Part II - Understanding Variation (Importance of understanding a standard deviation):The three figures below have been constructed to describe expected variation in concentration of IgG in colostrum based on the research of Levieux and Ollier (1999) [D. Levieux and A. Ollier (1999). Bovine immunoglobulin G, [beta]-lactoglobulin, [alpha]-lactalbumin and serum albumin in colostrum and milk during the early post partum period. Journal of Dairy Research, 66:421-430] who reported an average IgG concentration of 59.8 mg/ml and a standard deviation of 28.5 mg/ml. The frequency distribution indicates the probability of occurrence of any particular IgG concentration (for a single observation), whereas the cumulative frequency graph provides the probability that IgG concentration is above / below any particular value. The bottom graph shows the range of values expected for 68% (means ± 1 standard deviation) and 95% (means ± 2 standard deviations) of the colostrum “population”. In the graphs below, the means is 59.8 mg/ml but the standard deviation was either 28.5 mg/ml (solid lines) (i.e., a standard deviation about half the size of the mean), but for purpose of comparison, the frequencies and the ranges were also calculated assuming a much narrower standard deviation: 5.98 mg/ml (one tenth of the value of the mean). Using the information presented in the graphs above, answer the following questions
Question 1: What is the probability that a colostrum sample contain more than the average of 59.8 mg/ml of IgG?50%
Question 2: What is the probability that a colostrum sample contain less than 25 mg/ml of IgG?About 10%
Question 3: What is the probability that a colostrum sample contain more than 100 mg/ml of IgG?About 10%
Question 4: Compare the probability for a colostral IgG test to return a value of 59.8 (say 60) mg/ml (i.e., the mean) when the standard deviation is either 28.5 mg/dl (about half the mean) or 5.98 mg/ml (i.e., about one tenth of the mean)? Explain your finding.As the standard deviation decreases from 28.5 mg/ml to 5.98 mg/ml, the probability of “landing” on the mean for any particular sample increases from 0.015 (1.5%) to 0.065 (6.5%).

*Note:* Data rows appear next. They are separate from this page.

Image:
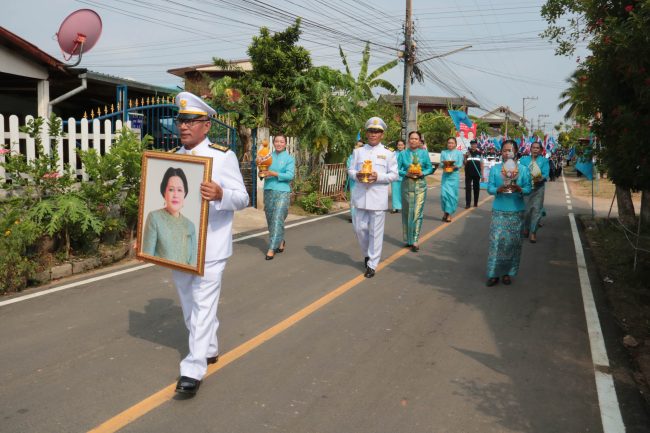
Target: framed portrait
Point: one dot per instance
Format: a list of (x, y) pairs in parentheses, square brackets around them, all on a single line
[(172, 216)]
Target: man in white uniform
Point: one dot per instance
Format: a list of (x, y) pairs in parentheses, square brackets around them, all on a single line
[(371, 199), (226, 193)]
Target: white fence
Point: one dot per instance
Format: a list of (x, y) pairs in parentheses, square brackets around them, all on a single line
[(333, 178), (93, 134)]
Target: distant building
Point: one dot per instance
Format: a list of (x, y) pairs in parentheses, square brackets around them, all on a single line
[(497, 117), (31, 80), (428, 104), (197, 78)]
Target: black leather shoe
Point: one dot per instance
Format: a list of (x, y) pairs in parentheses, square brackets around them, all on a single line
[(187, 385)]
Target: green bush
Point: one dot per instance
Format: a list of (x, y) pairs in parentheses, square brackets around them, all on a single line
[(113, 186), (41, 199), (314, 203), (17, 234)]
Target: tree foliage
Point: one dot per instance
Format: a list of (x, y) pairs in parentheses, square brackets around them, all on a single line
[(261, 96), (364, 83), (436, 129), (615, 85)]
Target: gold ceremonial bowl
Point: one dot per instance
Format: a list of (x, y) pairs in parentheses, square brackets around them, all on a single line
[(448, 166), (366, 171)]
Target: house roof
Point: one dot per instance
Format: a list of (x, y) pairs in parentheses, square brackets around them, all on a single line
[(29, 50), (242, 65), (443, 101), (498, 115), (114, 80)]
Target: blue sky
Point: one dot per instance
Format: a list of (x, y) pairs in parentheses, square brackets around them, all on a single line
[(142, 39)]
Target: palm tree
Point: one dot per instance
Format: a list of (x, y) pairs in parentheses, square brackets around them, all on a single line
[(575, 97), (362, 86)]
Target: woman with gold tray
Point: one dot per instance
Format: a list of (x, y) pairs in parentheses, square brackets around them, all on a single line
[(508, 182), (539, 169), (413, 165), (452, 159)]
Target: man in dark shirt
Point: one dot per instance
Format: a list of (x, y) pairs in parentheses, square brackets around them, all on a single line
[(473, 173)]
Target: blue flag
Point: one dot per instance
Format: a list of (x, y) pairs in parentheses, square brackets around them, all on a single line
[(459, 117), (586, 167), (572, 153)]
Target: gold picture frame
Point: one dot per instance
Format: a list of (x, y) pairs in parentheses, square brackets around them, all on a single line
[(174, 234)]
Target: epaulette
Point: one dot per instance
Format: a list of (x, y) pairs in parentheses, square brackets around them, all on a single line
[(219, 147)]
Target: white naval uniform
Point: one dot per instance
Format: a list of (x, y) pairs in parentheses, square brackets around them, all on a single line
[(371, 199), (199, 295)]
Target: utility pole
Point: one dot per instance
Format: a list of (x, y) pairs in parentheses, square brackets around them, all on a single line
[(409, 58), (539, 122), (523, 109)]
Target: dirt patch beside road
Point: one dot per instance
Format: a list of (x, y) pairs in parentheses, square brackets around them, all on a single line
[(627, 290)]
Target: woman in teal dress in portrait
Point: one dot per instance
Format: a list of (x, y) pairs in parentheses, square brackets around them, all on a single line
[(450, 180), (507, 215), (351, 181), (539, 170), (277, 194), (414, 189), (167, 233), (396, 186)]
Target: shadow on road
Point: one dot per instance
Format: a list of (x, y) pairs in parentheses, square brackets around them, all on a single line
[(161, 323)]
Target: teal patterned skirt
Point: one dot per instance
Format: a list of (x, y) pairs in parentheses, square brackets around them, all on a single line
[(534, 209), (505, 243), (276, 209), (414, 195)]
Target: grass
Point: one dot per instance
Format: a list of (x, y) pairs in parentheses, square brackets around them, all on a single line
[(603, 188), (627, 289)]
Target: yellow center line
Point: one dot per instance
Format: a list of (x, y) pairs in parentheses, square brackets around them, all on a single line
[(167, 393)]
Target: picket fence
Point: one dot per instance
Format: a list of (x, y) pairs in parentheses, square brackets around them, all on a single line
[(87, 134)]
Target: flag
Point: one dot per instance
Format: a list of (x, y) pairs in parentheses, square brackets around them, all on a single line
[(586, 167), (572, 153), (459, 117)]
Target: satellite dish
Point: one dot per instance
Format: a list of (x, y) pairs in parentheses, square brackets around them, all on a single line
[(78, 33)]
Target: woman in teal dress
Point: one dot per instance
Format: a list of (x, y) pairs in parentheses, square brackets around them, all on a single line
[(539, 170), (414, 189), (450, 180), (277, 194), (396, 186), (504, 251), (167, 233)]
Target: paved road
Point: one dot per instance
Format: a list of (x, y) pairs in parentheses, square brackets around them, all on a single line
[(422, 347)]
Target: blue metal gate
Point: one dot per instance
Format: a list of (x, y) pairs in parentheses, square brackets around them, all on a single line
[(154, 116)]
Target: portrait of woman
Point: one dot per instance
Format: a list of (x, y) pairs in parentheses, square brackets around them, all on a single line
[(167, 233)]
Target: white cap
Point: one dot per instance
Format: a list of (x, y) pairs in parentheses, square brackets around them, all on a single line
[(376, 123), (191, 106)]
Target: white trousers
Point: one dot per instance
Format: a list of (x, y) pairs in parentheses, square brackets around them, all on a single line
[(369, 228), (199, 298)]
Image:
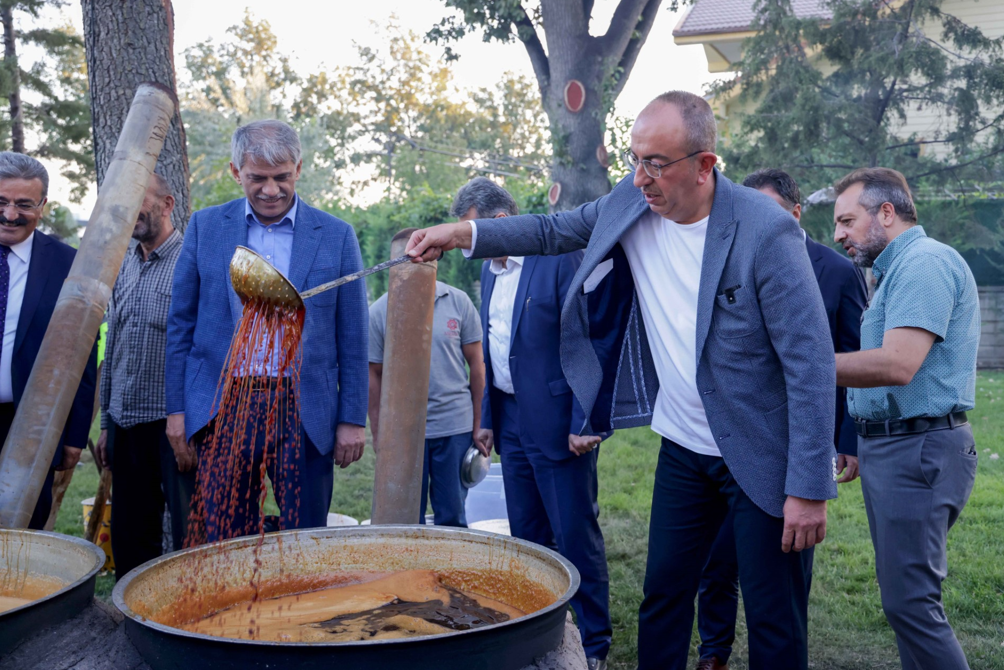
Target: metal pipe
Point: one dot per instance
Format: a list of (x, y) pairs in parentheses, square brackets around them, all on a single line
[(405, 389), (42, 412)]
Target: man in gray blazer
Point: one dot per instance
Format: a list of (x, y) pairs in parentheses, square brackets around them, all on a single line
[(715, 333)]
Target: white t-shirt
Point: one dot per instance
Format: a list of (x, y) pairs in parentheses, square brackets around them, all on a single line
[(666, 259)]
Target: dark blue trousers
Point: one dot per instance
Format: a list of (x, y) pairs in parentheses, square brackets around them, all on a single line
[(718, 596), (693, 496), (553, 503), (301, 477), (441, 479)]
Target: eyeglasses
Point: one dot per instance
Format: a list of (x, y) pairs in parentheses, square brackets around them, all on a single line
[(651, 168), (22, 206)]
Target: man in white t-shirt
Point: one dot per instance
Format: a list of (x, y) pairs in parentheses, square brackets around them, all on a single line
[(714, 332)]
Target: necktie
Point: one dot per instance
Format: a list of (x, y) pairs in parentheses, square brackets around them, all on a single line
[(4, 288)]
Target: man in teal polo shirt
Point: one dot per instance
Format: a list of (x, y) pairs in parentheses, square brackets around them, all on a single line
[(909, 389)]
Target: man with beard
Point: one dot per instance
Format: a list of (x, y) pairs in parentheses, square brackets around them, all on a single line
[(713, 331), (33, 266), (909, 389), (146, 470), (309, 247)]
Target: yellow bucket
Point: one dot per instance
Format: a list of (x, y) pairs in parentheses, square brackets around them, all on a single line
[(103, 532)]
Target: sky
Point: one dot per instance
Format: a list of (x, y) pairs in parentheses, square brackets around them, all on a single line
[(316, 33)]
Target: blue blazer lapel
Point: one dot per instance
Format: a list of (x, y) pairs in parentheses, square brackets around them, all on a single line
[(721, 231), (306, 237), (38, 275), (235, 233), (815, 255), (529, 262)]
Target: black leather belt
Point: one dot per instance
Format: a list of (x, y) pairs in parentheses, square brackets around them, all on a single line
[(909, 426), (264, 383)]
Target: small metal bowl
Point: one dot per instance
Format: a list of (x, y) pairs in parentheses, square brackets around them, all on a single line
[(474, 467)]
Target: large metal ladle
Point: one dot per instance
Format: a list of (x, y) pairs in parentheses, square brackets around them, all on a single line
[(254, 278)]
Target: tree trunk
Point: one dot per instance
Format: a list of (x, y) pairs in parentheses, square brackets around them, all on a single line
[(575, 137), (130, 42), (10, 60), (601, 64)]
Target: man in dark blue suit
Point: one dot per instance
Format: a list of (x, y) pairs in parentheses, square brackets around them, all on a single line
[(534, 421), (844, 296), (309, 247), (32, 269)]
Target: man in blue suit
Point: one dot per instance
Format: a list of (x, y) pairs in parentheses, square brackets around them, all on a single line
[(531, 416), (310, 247), (845, 298), (32, 269), (716, 336)]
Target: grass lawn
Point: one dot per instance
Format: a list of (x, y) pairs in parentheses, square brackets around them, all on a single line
[(847, 630)]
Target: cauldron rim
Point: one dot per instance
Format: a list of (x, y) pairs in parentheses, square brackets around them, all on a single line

Question 5: Compare the probabilities of finding a colostrum with less than 40 mg/ml if the standard deviation is 5.98 mg/ml versus 28.5 mg/ml)With a standard deviation of 5.98 mg/ml there is almost no chance whatsoever to find a colostrum with less than 40 mg/ml of IgG, however with a standard deviation of 28.5 mg/ml, the probability is about 25%.
Question 6: Given the standard deviation of 28.5 mg/ml, what the expected range that will include 68% of the samples?68% of the population is included in the range defined by the mean ± 1 standard deviation. Thus, the lower limit is: 59.8 – 28.5 = 31.3 mg/ml and the higher limit is 59.8 + 28.5 = 88.3 mg/ml. These values can be observed in the bottom graph and in the cumulative graph for the cumulative probability of 0.16 (16%) [i.e., 50 - (68/2)] and the cumulative probability of 0.84 (84%) [i.e., 50 + (68/2)].